Delivering what Thomas calls “community-based learning,” the proposed English Skills Center at 235 Jericho Turnpike would be open exclusively to high school/college students in New Hyde Park and the surrounding area.
“It would be a facility to help students particularly at the high school and college level,” Thomas explains. “The program would be specifically just for English for SAT preparation and college writing.”
Parent interest prompted Thomas to look into English tutoring. She said while the location is not large, she’s dreaming bigger. If the need arises, the program could branch out to older age groups. Thomas has been teaching at Nassau Community College since 2009 and previously spent eight years teaching for the City University of New York.
“Depending on the need, we can expand. I think it would be very beneficial for the students,” says Thomas. “As a college professor, I can say some of the students I have are
weak in their writing because they are not adequately prepared. We want to facilitate more learning.”
The competition from entities like Mathnaisium or Kaplan, an SAT prep course, could prove a potential roadblock. She feels there’s an answer.
“I was going to call it an SAT bootcamp prep course,” Thomas says. “It would be a week or two weeks to help students refresh everything and prepare students who need extra help.”
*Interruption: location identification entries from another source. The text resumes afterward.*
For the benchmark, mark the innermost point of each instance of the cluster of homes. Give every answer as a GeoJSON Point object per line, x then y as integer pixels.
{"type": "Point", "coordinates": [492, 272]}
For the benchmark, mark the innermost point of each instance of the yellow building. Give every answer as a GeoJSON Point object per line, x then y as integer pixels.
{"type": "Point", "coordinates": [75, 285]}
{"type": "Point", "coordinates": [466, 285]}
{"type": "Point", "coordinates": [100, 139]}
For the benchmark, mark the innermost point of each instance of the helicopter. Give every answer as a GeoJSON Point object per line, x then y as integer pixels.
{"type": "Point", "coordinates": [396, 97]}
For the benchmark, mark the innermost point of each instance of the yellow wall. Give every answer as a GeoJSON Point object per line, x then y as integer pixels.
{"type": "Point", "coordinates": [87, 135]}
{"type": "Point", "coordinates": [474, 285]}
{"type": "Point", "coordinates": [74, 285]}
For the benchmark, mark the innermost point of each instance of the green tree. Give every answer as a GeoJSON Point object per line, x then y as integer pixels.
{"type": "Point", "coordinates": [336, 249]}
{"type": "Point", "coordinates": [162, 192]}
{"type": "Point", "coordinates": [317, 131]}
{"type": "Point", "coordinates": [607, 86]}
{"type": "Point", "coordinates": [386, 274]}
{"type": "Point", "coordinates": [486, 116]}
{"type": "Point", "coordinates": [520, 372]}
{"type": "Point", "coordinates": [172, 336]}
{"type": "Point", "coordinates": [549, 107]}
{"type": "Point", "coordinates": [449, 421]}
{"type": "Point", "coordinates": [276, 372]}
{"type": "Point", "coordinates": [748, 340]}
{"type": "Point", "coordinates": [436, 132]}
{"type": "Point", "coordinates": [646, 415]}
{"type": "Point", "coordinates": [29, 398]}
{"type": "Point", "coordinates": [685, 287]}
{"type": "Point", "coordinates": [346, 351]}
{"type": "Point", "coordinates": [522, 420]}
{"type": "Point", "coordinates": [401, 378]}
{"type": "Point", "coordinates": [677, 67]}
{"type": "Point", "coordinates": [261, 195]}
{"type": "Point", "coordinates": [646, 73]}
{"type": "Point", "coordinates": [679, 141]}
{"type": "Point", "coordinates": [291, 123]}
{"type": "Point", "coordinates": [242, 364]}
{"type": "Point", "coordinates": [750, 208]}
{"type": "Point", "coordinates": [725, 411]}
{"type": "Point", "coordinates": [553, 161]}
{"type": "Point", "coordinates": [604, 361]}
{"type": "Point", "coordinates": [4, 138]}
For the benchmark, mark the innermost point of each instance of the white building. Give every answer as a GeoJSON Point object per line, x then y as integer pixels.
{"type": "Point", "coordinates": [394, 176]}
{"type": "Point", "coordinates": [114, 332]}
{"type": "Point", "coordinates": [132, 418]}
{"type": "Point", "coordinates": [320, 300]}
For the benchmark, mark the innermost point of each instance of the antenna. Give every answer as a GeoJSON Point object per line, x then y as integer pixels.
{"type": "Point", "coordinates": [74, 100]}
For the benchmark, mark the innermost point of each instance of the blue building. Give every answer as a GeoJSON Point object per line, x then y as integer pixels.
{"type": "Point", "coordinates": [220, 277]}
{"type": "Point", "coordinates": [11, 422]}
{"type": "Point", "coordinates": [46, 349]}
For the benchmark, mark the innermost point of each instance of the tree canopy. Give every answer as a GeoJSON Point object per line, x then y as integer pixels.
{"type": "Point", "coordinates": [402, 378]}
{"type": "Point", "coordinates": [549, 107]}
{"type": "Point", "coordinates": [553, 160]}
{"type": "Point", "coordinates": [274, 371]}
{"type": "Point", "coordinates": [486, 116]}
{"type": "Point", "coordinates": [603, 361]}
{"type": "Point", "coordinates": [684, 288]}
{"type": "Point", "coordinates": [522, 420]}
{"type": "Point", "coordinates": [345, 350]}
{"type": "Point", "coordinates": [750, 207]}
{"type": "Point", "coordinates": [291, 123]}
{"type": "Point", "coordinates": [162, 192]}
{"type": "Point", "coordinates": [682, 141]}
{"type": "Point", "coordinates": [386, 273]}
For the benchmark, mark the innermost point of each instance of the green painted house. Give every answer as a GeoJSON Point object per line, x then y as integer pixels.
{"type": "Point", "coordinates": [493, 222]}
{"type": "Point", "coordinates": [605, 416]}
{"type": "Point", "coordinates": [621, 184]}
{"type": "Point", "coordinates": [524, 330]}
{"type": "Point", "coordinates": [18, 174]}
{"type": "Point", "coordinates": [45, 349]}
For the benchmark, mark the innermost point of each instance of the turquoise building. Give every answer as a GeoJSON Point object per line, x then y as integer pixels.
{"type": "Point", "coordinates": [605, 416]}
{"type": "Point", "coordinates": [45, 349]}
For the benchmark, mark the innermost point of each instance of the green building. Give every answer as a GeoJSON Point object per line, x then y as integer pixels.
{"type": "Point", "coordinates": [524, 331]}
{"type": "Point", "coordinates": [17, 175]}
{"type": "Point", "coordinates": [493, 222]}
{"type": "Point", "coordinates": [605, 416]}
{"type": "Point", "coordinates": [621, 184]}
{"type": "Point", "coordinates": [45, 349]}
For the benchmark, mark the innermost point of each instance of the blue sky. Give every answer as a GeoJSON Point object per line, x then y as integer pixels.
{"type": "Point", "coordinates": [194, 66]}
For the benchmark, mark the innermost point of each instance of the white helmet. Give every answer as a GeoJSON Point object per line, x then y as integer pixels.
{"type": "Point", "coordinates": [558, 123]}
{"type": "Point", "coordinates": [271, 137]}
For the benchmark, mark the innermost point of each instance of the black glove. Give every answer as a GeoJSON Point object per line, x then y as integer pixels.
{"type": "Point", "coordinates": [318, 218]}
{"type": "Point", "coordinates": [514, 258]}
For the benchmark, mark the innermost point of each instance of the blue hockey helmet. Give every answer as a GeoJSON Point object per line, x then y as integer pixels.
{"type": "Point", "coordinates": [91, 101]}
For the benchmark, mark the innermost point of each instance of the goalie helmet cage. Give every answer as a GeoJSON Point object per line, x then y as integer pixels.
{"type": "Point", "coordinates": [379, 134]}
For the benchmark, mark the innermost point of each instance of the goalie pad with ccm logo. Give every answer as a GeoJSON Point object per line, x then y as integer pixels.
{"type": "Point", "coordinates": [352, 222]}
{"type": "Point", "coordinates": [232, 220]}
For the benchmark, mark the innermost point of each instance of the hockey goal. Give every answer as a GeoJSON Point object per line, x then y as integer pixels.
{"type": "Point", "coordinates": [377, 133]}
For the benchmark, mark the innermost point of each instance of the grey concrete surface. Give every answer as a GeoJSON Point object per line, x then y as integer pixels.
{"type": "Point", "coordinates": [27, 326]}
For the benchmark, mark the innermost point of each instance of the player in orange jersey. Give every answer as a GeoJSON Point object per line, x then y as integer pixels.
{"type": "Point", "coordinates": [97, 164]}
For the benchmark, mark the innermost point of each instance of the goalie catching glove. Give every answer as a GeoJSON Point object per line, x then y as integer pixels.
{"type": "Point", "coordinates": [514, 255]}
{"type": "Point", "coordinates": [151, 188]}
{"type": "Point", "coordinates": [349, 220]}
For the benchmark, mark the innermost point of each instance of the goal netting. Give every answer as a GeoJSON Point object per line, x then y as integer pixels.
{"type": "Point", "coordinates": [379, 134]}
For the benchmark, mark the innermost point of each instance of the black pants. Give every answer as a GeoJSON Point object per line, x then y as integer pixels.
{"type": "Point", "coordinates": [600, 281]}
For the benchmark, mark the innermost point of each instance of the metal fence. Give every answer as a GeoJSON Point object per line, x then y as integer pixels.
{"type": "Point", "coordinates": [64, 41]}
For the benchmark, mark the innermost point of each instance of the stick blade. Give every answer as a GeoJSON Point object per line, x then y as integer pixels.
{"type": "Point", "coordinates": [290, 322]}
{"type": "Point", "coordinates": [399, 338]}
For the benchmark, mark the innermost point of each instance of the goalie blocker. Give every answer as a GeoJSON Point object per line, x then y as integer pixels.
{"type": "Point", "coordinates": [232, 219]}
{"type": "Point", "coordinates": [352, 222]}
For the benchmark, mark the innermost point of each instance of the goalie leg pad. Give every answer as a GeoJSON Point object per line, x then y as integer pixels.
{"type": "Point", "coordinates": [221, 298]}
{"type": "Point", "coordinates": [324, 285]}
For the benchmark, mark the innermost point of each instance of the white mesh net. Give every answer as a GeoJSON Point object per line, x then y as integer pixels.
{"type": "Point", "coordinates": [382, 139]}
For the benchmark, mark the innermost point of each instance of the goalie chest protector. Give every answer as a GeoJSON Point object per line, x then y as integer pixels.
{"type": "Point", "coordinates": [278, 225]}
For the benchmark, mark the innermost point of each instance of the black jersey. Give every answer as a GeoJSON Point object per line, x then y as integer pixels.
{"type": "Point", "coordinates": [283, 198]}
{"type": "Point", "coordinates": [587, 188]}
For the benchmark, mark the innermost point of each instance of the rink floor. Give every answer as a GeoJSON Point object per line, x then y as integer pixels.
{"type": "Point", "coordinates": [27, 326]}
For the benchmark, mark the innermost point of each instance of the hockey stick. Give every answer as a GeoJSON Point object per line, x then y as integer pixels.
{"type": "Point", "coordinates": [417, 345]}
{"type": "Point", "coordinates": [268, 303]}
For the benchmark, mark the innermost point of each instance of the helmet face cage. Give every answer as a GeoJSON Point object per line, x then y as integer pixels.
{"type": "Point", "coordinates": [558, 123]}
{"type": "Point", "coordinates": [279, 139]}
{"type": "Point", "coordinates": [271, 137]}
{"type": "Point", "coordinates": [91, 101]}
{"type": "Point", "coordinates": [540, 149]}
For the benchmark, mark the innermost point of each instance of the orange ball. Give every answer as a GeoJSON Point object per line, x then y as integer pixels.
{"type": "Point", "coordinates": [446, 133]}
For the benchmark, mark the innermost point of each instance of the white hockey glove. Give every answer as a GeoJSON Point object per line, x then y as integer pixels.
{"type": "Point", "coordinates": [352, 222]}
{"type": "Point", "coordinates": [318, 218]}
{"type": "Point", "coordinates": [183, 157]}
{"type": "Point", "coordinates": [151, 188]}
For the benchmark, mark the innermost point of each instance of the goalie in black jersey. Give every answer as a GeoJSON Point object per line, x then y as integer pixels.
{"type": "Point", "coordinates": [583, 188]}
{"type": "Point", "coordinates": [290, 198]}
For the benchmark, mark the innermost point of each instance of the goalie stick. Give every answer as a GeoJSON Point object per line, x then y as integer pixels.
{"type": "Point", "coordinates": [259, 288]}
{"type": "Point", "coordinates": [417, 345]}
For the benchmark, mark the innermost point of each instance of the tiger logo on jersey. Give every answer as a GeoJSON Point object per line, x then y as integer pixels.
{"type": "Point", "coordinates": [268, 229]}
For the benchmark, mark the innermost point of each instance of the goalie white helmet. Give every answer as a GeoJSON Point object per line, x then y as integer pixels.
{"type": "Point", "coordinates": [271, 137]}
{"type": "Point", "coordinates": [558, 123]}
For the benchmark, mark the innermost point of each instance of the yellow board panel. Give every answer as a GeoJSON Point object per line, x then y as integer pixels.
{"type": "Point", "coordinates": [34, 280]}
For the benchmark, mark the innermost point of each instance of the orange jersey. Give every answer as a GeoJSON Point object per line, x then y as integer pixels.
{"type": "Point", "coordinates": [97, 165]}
Fall classes would take place on weekdays, 3:30 to 7:30 p.m., with Saturday classes from 10 a.m. to 3 or 4 p.m. and possibly Sunday classes. Class sizes could total up to 15 students. Three to four instructors would be on staff for the center, but not at one time, according to Thomas. Pricing has not been finalized.
“These would be qualified teachers, not tutors,” she said. “Possibly my colleagues, professors would be there to help.”
The Nassau County Planning Commission is currently reviewing the plan, a move Mayor Robert Lofaro called “standard.”
“We still need to hear from Nassau County,” he says, adding that he does not expect the county to find any problems. Thomas expects a grand opening in the fall.